Mobility scooters are purposefully designed not to go fast enough for cycle lanes. Not even class-3 models can be ridden in the cycle lane except in very limited circumstances (the sidewalk is obstructed, etc.). Most local areas have regulations regarding what is and is not permitted in cycle lanes. You can look at your city's website for local traffic laws or reach out to the office of transportation in your area.
Bike lanes in park areas should also be avoided by mobility scooters as they can impede traffic. There are select circumstances, and you will want to check park guidelines before entering as there are often stipulations for using a mobility scooter within private or public parks.
Can I upgrade to a bigger battery on my mobility scooter?
Whether you can replace your battery with an upgrade will depend on the model. Some are built to allow bigger batteries, while others are not. The benefits of adding a bigger battery include increased life per charge and a larger radius of travel.

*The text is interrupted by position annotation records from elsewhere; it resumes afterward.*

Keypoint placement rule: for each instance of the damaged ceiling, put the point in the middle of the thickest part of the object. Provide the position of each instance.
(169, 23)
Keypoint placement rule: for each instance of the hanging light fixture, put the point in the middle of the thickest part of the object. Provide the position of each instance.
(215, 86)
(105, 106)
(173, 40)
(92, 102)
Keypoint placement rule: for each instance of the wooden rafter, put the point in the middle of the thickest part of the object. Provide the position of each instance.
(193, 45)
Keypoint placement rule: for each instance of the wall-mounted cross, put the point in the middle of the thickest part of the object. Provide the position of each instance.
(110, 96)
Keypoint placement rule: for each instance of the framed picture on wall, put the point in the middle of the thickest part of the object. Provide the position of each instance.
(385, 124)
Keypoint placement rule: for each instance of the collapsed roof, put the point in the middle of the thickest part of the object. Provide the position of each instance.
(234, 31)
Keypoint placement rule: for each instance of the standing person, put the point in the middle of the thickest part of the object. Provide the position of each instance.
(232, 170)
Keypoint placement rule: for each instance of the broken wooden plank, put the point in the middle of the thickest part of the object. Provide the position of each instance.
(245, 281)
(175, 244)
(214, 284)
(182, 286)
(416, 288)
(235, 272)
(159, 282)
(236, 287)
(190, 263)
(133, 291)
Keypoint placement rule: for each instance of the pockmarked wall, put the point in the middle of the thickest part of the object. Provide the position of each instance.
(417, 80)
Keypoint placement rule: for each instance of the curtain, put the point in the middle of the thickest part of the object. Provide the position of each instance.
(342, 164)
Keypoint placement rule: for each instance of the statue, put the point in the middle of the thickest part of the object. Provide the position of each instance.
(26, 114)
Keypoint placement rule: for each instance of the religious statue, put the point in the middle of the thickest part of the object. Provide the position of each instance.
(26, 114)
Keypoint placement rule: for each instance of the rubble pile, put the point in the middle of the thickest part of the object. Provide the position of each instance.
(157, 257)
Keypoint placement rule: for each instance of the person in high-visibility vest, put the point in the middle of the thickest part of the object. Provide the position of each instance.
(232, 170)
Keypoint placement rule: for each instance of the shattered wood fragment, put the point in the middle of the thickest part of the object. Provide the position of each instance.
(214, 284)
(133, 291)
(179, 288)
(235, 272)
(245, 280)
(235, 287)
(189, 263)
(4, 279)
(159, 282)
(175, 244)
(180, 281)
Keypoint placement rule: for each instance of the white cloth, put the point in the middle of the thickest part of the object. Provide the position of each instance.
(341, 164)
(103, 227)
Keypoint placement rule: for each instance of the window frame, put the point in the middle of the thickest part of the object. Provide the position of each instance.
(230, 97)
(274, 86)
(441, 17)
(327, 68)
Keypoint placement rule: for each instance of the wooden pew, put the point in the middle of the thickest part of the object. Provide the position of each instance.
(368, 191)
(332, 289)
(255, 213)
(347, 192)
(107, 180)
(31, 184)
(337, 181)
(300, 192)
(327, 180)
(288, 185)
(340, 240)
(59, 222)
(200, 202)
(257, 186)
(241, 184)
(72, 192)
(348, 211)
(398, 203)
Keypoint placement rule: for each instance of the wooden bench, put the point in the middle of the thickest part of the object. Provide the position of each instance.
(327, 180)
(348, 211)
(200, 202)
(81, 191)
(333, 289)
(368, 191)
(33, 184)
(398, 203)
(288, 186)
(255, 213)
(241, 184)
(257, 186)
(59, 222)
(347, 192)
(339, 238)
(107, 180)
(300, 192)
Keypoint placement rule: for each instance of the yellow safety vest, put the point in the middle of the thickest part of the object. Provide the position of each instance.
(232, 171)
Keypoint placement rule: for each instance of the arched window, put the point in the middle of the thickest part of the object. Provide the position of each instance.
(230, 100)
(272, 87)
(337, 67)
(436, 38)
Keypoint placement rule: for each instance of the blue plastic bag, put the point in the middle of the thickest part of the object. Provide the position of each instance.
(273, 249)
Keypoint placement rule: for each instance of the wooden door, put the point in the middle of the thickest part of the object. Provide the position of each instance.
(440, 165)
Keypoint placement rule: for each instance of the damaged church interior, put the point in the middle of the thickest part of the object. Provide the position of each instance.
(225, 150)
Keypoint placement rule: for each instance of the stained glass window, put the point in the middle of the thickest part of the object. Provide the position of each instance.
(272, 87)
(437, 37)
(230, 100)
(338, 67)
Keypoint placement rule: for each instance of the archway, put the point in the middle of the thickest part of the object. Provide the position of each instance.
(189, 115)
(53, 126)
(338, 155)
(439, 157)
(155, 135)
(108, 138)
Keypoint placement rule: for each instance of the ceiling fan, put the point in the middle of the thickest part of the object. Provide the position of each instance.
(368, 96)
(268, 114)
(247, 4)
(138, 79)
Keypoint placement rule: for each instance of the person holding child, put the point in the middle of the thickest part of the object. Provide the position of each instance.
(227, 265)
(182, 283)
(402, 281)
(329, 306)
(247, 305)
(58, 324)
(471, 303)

If you have never operated a mobility scooter, it might be better to wait until your newly acquired scooter needs a battery replacement before upgrading to a bigger one. You may find that you either do not need or do not want more power or speed than what comes standard.
How do you increase the speed of a mobility scooter?
Changing the battery to a bigger one will also affect your mobility scooter's capability to go faster. Some of the models come with a built-in speed limiter, and removing it can increase your speed.
Which is the lightest mobility scooter?
Travel mobility scooters are the lightest option. You can find some whose heaviest piece is as light as 34 pounds. For anyone who is frequently traveling across the country or internationally, having a lightweight scooter can be invaluable.
Can a mobility scooter fit in a car?
Compact models can fit in your vehicle. While travel scooters are specifically designed for this and are better at fitting into small spaces like a car trunk, other types of mobility scooters may also come with folding features that will allow them to fit into a car.
Do I need a number plate on my mobility scooter?
Mobility scooters do not require a number plate to be operated. If you intend to use your scooter on or near a motorway, then you will want to check local regulations regarding their use and any necessary registrations that might be required.